Although the slight decrease in plasma values of
vitamin E observed in patients in comparison with controls in this study was
not significantly different, low levels of this vitamin may still undoubtedly
play an important role in the occurrence of these neurodegenerative disorders.
Several studies found that low intake and reduced serum vitamin E was associated
with higher risks of AD and vascular dementia 41,42 and that
Alzheimer disease patients on vitamin E supplement survived longer than those
not getting supplements 43. It could be deduced from results
obtained in this study that vitamin E is unlikely to be responsible for the
severity and progression of VD and AD among Nigerian Africans when compared
with the white populations of the developed countries 41,42.

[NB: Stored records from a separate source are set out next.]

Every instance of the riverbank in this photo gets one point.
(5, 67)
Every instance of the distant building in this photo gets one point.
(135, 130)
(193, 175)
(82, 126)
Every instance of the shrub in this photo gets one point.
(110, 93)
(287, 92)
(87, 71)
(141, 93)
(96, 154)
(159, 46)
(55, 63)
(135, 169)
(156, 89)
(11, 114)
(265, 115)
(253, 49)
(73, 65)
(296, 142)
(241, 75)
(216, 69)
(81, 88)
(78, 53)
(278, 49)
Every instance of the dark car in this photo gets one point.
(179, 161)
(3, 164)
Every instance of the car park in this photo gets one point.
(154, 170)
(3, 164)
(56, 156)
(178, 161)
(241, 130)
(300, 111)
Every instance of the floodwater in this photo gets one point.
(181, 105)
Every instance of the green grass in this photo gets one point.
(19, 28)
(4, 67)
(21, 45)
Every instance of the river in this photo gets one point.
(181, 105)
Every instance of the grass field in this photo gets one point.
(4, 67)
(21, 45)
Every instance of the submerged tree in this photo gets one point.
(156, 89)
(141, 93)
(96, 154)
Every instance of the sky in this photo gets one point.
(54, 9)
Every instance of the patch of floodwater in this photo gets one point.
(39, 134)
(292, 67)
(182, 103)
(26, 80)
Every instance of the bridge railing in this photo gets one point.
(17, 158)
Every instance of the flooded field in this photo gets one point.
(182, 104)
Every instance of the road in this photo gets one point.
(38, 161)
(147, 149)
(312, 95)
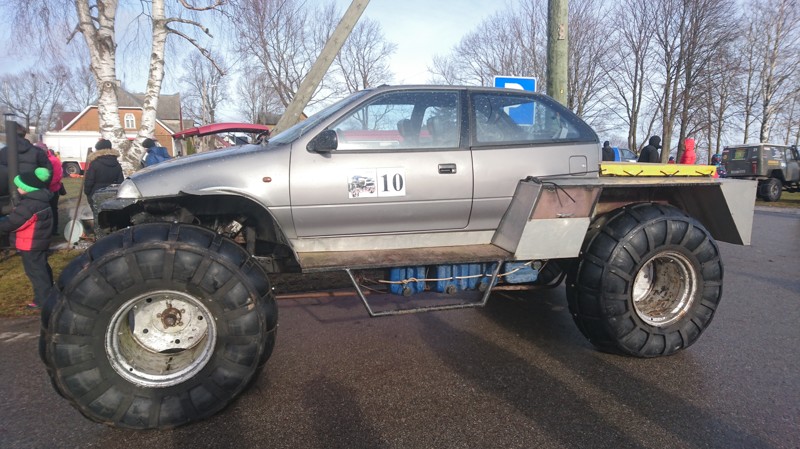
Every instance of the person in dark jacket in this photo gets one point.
(56, 186)
(29, 157)
(104, 170)
(608, 152)
(650, 152)
(155, 153)
(30, 225)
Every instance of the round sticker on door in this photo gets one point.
(376, 182)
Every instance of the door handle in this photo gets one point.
(447, 169)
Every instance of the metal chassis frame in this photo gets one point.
(374, 314)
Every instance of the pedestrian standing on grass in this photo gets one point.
(608, 152)
(30, 226)
(650, 152)
(104, 170)
(155, 153)
(29, 157)
(689, 156)
(56, 186)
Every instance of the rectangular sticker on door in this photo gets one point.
(380, 182)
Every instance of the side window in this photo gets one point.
(402, 120)
(512, 118)
(130, 121)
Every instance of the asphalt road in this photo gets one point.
(516, 374)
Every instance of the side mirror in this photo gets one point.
(323, 142)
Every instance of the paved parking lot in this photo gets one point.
(516, 374)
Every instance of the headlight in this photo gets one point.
(128, 190)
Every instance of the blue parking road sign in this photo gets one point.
(522, 114)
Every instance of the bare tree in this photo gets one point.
(364, 59)
(588, 47)
(257, 99)
(779, 22)
(507, 43)
(708, 29)
(275, 33)
(628, 65)
(670, 21)
(96, 22)
(205, 87)
(34, 96)
(717, 87)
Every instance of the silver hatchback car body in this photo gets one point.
(438, 163)
(437, 190)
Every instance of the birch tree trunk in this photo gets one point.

Results from this case-control study showed that low
levels of omega-3 fatty acids and selenium were strongly associated with the
occurrence of dementia in the elderly Nigerian population among whom there is
lack of awareness on the benefits of adequate consumption of fatty cold water
fish that are rich sources of eicosapentanoic and docosahexanoic acids known to
alleviate neurodegeneration. A prospective study investigating the effect of
omega-3 fatty acids and antioxidant vitamins on pathogenesis of dementia in the
elderly would shed more light on the observed associations.
Acknowledgements The authors appreciate the technical
assistance and cooperation of the staff of the Ibadan Dementia Project,
University College Hospital, Ibadan, Nigeria.